Même si on note un nombre croissant de consommateurs de cannabis, cela n’est pas considéré comme un problème majeur. Il s’agit cependant de la drogue la plus accessible. Les autorités algériennes mettent progressivement en place des centres de traitement, alors que la législation, elle, demeure toujours aussi sévère.

On entend souvent que les problèmes de drogue en Algérie découlent principalement des conditions économiques difficiles et du peu d’opportunités de travail pour les jeunes.

Tlemcen et le cannabis

Tlemcen est une très belle région algérienne, riche en histoire et culture. Mais il s’agit également d’une des plus importantes plaques tournantes du trafic de cannabis d’Algérie. Située près de la frontière marocaine, les autorités y saisissent fréquemment de grandes quantités de haschisch, ce qui ne semble pas dissuader les trafiquants.

Les tensions se sont considérablement accrues entre le Maroc et l’Algérie et ce, surtout à Tlemcen. Mohammed Safahi, vice-président du conseil communal de Tlemcen, s’est ainsi adressé au roi du Maroc : « Votre Majesté, vous le soi-disant commandeur des croyants, arrêtez donc de noyer les nations Arabes et musulmanes (…) sous des tonnes de haschich, qui est planté et cultivé dans votre royaume. »

Relations Algérie-Maroc

Depuis l’indépendance des deux pays (1956 pour le Maroc et 1962 pour l’Algérie), les relations entre ces deux nations rencontrent de nombreuses difficultés.

L’Algérie et le Maroc ont ainsi souvent été en guerre (par ex. la guerre des Sables de 1963 et la guerre du Sahara occidental qui a duré 16 ans). En 1994, l’Algérie a même fermé ses frontières avec le Maroc, suite aux restrictions en matière de visa imposées par ce dernier aux citoyens algériens.

La frontière est toujours fermée depuis, ce qui n’empêche toutefois pas le trafic de haschisch.

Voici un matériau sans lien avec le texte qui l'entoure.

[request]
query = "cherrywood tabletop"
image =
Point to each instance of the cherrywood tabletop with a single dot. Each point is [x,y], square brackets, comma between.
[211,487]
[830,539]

En 2013, les tensions ont encore monté d’un cran lorsque les responsables algériens (et les médias) ont ouvertement accusé le Maroc d’avoir permis l’essor du commerce de haschisch.

Certains pensent que s’en prendre au Maroc pour ses activités de trafic de drogue afin de dénoncer les réseaux de crime organisé opérant en Afrique du Nord est chose trop facile. Qu’en est-il du Maroc ? Il se trouve dans une situation difficile car l’éradication de la culture du cannabis impacterait de manière désastreuse des milliers de personnes déjà pauvres dans les communautés rurales.

L’itinéraire du trafic de cannabis

Même si la frontière algérienne est très poreuse et que le cannabis peut (techniquement) entrer n’importe où, les trafiquants de drogue privilégient la route

qui commence dans les montagnes marocaines du Rif, où beaucoup de haschisch y est produit. Les trafiquants transportent ensuite le haschisch vers la frontière orientale du pays, puis en Algérie. À première vue, l’itinéraire semble risqué. Les forces armées sont alignées le long de la frontière (des deux côtés), et les relations entre les deux pays sont connues pour leur hostilité.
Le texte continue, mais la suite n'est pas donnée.